Yale Centre for British Art have a painting by Constable titled Hadleigh Castle, The Mouth of the Thames - Morning after a Stormy Night which completed in 1829 and exhibited at the Royal Academy that same year. This work was considered one of his most monumental works by art historians Tammis Groft and Mary Mackay, through its depiction of Hadleigh Castle as a "decaying man-made structure succumbing to the elemental power of nature". The curatorial comments on Yale's website offer a more analytical and contextual understanding of this painting. They wrote the following:
The foreground vantage point is elevated and offers no convenient path into the difficult topography that descends toward the river flats to the right. The ruined castle clings to a rocky escarpment that winds into the distance and separates shepherd and cowherd and, presumably, their flock and herd. On the right, the Thames estuary opens out to the east, creating an immense, flat, gleaming distance beneath lowering clouds and theatrical slanting rays of morning sunlight. It is a landscape of revelation, not of domesticity.

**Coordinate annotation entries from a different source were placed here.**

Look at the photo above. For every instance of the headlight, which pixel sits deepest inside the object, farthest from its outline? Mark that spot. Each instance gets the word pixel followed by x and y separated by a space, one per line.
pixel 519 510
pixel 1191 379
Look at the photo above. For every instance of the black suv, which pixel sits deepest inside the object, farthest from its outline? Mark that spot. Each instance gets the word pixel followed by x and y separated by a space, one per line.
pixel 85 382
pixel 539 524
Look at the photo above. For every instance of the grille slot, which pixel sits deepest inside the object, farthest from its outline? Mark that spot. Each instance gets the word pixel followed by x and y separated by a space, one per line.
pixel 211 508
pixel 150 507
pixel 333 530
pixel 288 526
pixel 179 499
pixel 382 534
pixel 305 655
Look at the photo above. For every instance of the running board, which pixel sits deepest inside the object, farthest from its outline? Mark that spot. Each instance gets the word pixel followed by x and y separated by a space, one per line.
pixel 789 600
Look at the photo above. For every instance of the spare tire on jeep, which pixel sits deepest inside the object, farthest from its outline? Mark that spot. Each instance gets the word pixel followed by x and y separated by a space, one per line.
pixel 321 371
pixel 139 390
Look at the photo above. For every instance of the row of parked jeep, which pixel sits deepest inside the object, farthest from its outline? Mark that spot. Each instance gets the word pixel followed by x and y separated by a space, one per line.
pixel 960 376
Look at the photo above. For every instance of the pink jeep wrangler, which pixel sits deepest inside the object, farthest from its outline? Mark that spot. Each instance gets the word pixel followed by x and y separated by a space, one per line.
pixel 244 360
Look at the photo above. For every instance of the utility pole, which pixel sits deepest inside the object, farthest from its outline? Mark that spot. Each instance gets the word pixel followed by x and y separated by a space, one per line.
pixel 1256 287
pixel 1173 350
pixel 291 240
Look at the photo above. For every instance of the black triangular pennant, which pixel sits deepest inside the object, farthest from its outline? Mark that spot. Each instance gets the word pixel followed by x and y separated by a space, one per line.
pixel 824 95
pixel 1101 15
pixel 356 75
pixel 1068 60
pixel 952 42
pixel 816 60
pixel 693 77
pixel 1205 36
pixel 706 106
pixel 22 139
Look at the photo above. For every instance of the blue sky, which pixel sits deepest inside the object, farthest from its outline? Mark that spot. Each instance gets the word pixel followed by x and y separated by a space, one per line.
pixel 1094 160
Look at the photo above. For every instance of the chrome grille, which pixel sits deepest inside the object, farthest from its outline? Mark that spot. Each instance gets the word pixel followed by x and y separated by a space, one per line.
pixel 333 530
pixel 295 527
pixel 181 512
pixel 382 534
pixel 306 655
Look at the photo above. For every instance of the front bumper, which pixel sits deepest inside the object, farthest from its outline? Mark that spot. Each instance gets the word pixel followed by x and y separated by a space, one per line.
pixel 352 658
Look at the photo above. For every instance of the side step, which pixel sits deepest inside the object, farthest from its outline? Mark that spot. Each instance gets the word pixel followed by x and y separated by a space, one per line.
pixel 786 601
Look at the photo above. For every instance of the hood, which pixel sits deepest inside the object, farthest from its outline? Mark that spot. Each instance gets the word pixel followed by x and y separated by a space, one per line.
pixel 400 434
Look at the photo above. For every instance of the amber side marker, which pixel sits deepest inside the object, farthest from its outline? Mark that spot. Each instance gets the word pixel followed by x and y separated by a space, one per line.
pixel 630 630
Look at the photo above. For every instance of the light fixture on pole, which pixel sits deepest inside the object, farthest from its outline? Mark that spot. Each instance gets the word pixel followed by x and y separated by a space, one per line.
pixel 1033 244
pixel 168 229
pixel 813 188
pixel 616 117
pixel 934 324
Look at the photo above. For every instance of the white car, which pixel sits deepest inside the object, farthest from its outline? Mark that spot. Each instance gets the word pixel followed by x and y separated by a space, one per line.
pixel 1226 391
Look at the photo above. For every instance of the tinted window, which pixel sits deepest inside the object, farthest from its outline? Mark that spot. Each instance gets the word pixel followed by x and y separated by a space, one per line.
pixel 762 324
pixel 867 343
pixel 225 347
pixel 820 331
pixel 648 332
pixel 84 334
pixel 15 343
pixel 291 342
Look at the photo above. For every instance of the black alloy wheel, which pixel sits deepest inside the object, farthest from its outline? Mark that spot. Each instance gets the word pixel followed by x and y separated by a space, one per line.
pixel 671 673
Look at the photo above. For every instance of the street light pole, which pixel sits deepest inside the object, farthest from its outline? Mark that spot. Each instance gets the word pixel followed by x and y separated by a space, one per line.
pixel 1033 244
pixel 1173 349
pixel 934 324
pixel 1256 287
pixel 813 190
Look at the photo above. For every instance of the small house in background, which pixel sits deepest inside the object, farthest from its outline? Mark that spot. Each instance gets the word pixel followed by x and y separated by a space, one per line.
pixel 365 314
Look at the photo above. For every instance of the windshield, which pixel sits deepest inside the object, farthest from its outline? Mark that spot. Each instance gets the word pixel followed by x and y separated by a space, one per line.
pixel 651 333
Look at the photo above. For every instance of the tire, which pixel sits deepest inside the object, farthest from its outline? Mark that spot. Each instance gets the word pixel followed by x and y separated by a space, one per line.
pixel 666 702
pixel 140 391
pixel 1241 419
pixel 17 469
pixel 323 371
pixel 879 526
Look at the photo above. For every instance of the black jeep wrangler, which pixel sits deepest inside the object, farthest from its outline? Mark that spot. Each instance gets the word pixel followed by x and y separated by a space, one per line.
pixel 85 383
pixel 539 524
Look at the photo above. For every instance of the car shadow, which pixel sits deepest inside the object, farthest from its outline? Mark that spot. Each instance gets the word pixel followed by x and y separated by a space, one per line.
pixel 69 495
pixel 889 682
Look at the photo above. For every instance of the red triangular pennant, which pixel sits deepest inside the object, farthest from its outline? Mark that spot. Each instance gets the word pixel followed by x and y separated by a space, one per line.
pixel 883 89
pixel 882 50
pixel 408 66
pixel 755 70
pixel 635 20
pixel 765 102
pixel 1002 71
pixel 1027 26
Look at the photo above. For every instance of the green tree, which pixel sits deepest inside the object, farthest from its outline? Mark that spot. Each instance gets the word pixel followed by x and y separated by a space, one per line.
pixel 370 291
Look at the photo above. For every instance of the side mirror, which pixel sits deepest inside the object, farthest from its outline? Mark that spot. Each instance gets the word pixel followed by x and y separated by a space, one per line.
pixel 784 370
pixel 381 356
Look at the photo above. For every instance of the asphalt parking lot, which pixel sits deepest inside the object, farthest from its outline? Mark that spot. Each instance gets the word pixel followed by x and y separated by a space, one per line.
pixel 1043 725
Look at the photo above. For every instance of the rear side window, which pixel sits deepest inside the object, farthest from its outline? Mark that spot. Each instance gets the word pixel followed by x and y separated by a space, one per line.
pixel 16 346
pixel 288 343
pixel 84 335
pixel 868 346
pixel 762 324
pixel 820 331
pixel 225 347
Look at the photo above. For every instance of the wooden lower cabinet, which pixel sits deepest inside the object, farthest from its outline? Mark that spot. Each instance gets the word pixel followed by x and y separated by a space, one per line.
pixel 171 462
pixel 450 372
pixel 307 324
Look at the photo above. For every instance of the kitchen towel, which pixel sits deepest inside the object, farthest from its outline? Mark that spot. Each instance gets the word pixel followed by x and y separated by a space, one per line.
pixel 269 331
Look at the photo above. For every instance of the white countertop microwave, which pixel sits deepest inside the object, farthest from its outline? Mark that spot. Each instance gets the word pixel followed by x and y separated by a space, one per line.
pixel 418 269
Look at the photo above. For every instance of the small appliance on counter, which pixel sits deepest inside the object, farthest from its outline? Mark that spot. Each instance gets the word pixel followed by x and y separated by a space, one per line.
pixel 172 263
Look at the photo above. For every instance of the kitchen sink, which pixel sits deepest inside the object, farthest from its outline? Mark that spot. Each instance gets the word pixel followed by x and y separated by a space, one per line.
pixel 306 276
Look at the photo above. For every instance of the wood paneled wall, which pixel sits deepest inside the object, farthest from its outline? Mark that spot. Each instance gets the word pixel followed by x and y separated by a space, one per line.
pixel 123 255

FDB's landscape is in a similar way also elevated in the foreground before travelling down towards the right, where boats with their masts can be seen dotting the skyline in the far distance. The presence of boats is strikingly similar between both pantings, but there will be further elaboration on this shortly. There is also no path visible, just a drop to sea level from the cliffs where a few people can be seen regarding the view. These two aspects alone provide evidence that FDB was most likely influenced by other landscape artists of his time who were part of the same movement. John Constable was elected to full membership at the Royal Academy in February 1829, but Sir Thomas Lawrence, the President, told Constable that he should consider himself lucky to have been elected to the Academy since he was competing against several talented history painters. By the time Constable exhibited his 6-foot landscape in November, it would have left a strong impression on FDB who would have been around 16 years old at the time. Being conventionally picturesque and heroic, it would have served as a real counterpoint to history paintings that prevailed at that time. Having completed his painting just after the death of his life partner Maria, he remained depressed for the rest of his life referring to himself as a ruin of a man. It has been suggested that all of his boats were pointed downstream as if they were returning to sea, an allusion to the ancient Christian metaphor of death. This level of subtext is not exactly applicable to FDB's work of art seeing as it is inspired to the point of almost being derivative.